ANYONE who thinks that a Hollywood movie could in any way, shape or form be “historically accurate” is a fool.

I suspect reality dawned on cinema audiences sometime between Errol Flynn’s impossibly handsome Robin Hood, who dashed around a stage set of Sherwood Forest in his dinky green tunic-and-tights combo in pursuit of an impossibly beautiful Maid Marian (Olivia de Havilland) in 1938, and Tony Curtis’s star turn in Spartacus in 1960 as the first Roman with a broad Noo Yawk accent.

It is now clear that Cleopatra, an African of Greek origin, would never have looked like Elizabeth Taylor, and I’ve never been entirely convinced that Charlton Heston, who was of Scottish-English ancestry, made an accurate Ben Hur, a Palestinian Jew.

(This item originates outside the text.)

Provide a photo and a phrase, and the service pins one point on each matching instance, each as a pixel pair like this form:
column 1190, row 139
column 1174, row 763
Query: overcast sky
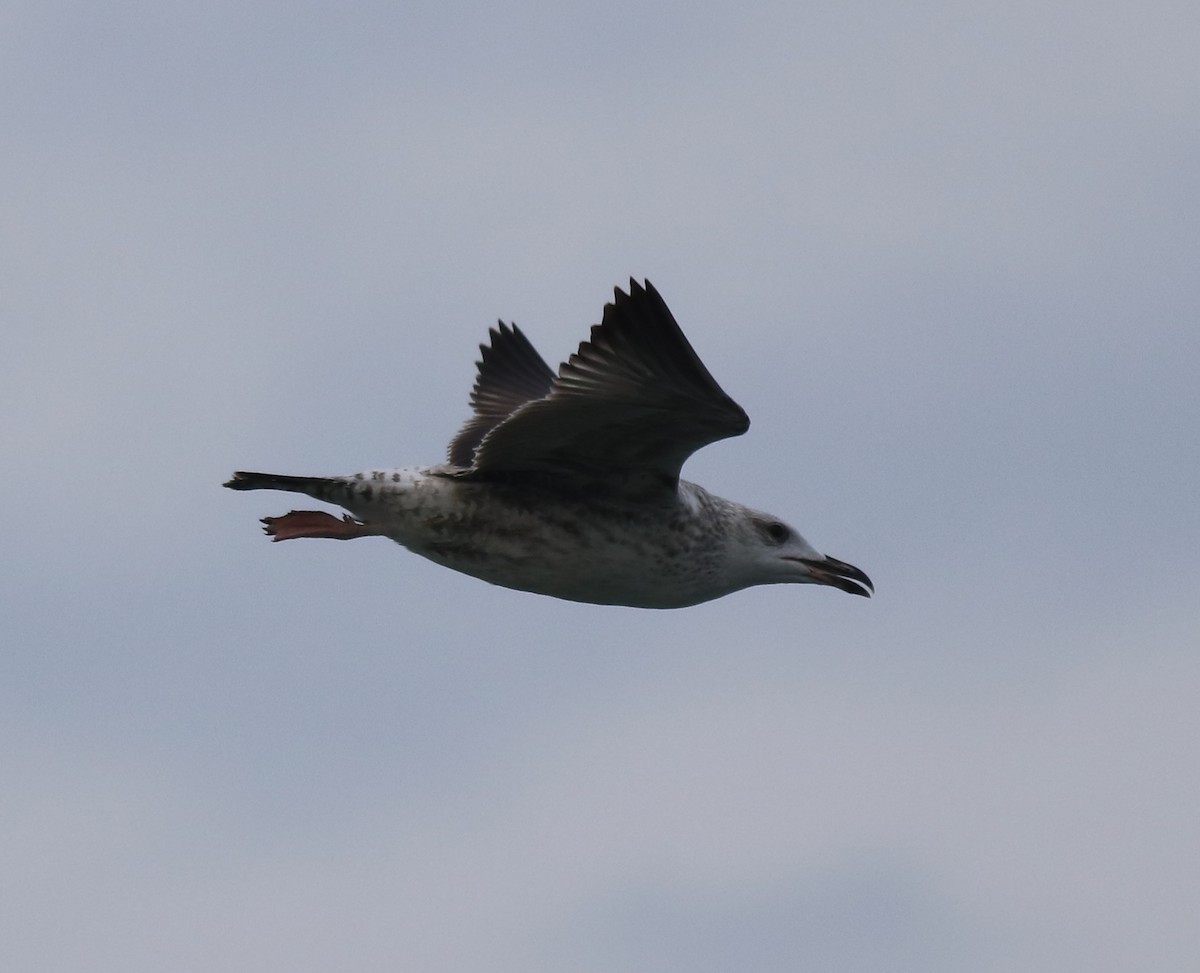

Hollywood has always highjacked history – after all, some of the best dramas have been real ones – but their version of history is, well, Hollywoodised.

The reality is that parts of even the most exciting historic stories are boring and it’s the scriptwriters’ job to airbrush those bits out of their screenplays and add in new exciting (and entirely fictional) bits in order to make a movie with action, drama, tension and romance, and to make lots of money.

That’s why I find the current criticisms of films such as the acclaimed The Imitation Game, the British film about the mathematician Alan Turing, played by Benedict Cumberbatch, and the upcoming American movie Selma, about the protest marches in Alabama in the 1960s, absurd.

Critics have complained that The Imitation Game uses American slang not in use at the time and that the characters of real life people have been altered for dramatic effect.

The controversy surrounding Selma focuses on the speeches of Martin Luther King (David Oyelowo), which have had to be changed because of copyright issues and so the film cannot show King saying, “I have a dream”.

Instead, he may “have a vision” or “have a hope”, but whatever it is the scriptwriters have rewritten history, again.

What has surprised me is that historians have expressed concern that generations of children will learn wrongly about the 1960s civil rights movement through the film because of its inaccuracies.

Why, instead, are they not protesting about children being taught history via scriptwriters employed by Hollywood and British movie studios instead of qualified history teachers and textbooks written by qualified historians?

Why, for example, are they not protesting about my children, and possibly your children, who at their secondary school in Brighton and Hove have been taught about Native American buffalo hunts by watching scenes from the 1990 Kevin Costner movie Dances With Wolves (and yes I did write to the school to complain about this)?

It’s worth pointing out that the movie was considered “culturally, historically or aesthetically significant” by the US Library of Congress, yet it still contained many historical inaccuracies.

It was, after all, based on a novel written by a man who studied journalism and at a film school but who, significantly, did not study history, and no matter how much of the movie seemed authentic and historically accurate because much of the dialogue was spoken in a Native American language, it’s still fiction and should not be presented to children as historically accurate.

However, it is not just history that is being taught to children via those well-known historians, otherwise known as Hollywood screenwriters.

My children have attended religious education lessons that have taught about marriage by showing scenes from the Hugh Grant film Four Weddings and a Funeral, which carries a 15 certificate and contains the ‘f’ word 13 times in its first 38 words, and they have learnt about rape in a PSE class by watching an episode of the American drama Law & Order, which is famous for graphically depicting violent crimes and is certainly not recommended viewing for children.

There is a very worrying trend in education where expert knowledge is being replaced by more populist sources of information including television programmes and films.

It could be argued that using movies as a teaching tool at least provides a context for pupils to understand an important historic event.

But I would argue that even if some of the content is accurate, not all of it can be, and expecting children to discern between what’s accurate and what’s not, I would suggest, is nigh on impossible.